Cette réponse a produit sans doute le plus grand effet parmi toutes les autres réponses concernant les affaires étrangères. Réitérant son attitude bien connue au sujet de la priorité du droit international et de la nécessité d'une sanction de l'Organisation des Nations Unies pour toute opération militaire, il a cependant rappelé que la Russie n'avait aucun intérêt à ce que les Etats-Unis essuient une défaite dans leur lutte contre le terrorisme international, car "on est partenaires dans cette lutte". Seulement, il est à savoir quelle est l'utilité d'un partenaire qui, comme les USA, par exemple, souffre de toute une série de complexes qui ne font, en fait, qu'aggraver encore plus sa situation. Il s'agit là d'un sentiment d'invulnérabilité, de la manie de la grandeur et de la présomption d'être irréprochable. "J'espère bien que cela ne se produira quand même pas avec nos partenaires américains", a ajouté le Président de la Fédération de Russie, en exprimant ainsi la critique pratiquement standard que le monde entier formule au sujet du style américain dans le comportement en-dehors des USA.

Toutes les autres questions des téléspectateurs ont été plutôt traditionnelles pour l'électorat russe. Nul n'ignore qu'il se connaît mieux aux problèmes de ses proches voisins - de la Biélorussie, des Etats baltes, de la Géorgie... Les réponses du Président n'y ont pas fait sensation. C'était plutôt un démenti formel des soupçons que la Russie puisse s'y écarter de la politique qu'elle avait elle-même proclamée.

Elle ne s'en écartera pas, a été la réponse de Vladimir Poutine.

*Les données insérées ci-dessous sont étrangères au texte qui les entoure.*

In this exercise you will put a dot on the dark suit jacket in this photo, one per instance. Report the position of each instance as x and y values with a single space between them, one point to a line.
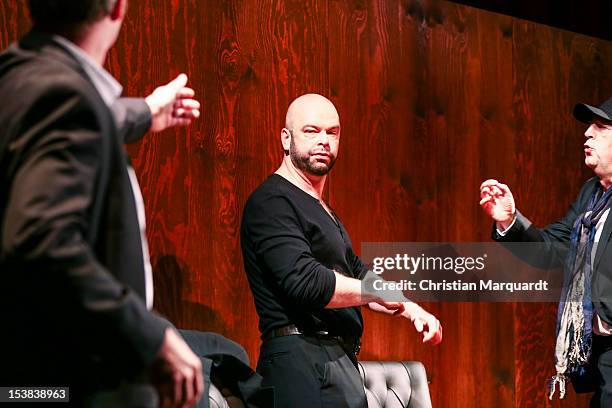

Moscou interviendra toujours, à l'avenir également, en tant que garant de la stabilité en Géorgie et dans d'autres Etats voisins. La Russie ne reviendra pas, non plus, sur sa décision de faire union avec la Biélorussie. Elle ne cessera, non plus, revendiquer les mêmes normes en matière de droits de l'homme en Europe, y compris pour les populations russophones des pays baltes.

Tout cela, c'est la politique qui bénéficie du soutien de l'électeur russe. Or, on dira la même chose de la position de Moscou concernant l'Irak et d'autres problèmes abordés dans l'actuelle "ligne directe". A signaler que la politique extérieure, reposant sur l'opinion des Russes, a aidé en ce mois de décembre les partis pro-présidentiels à remporter les élections à la Douma d'Etat (Chambre basse du Parlement russe). Tout porte à croire qu'elle sera tout aussi efficace aux futures présidentielles.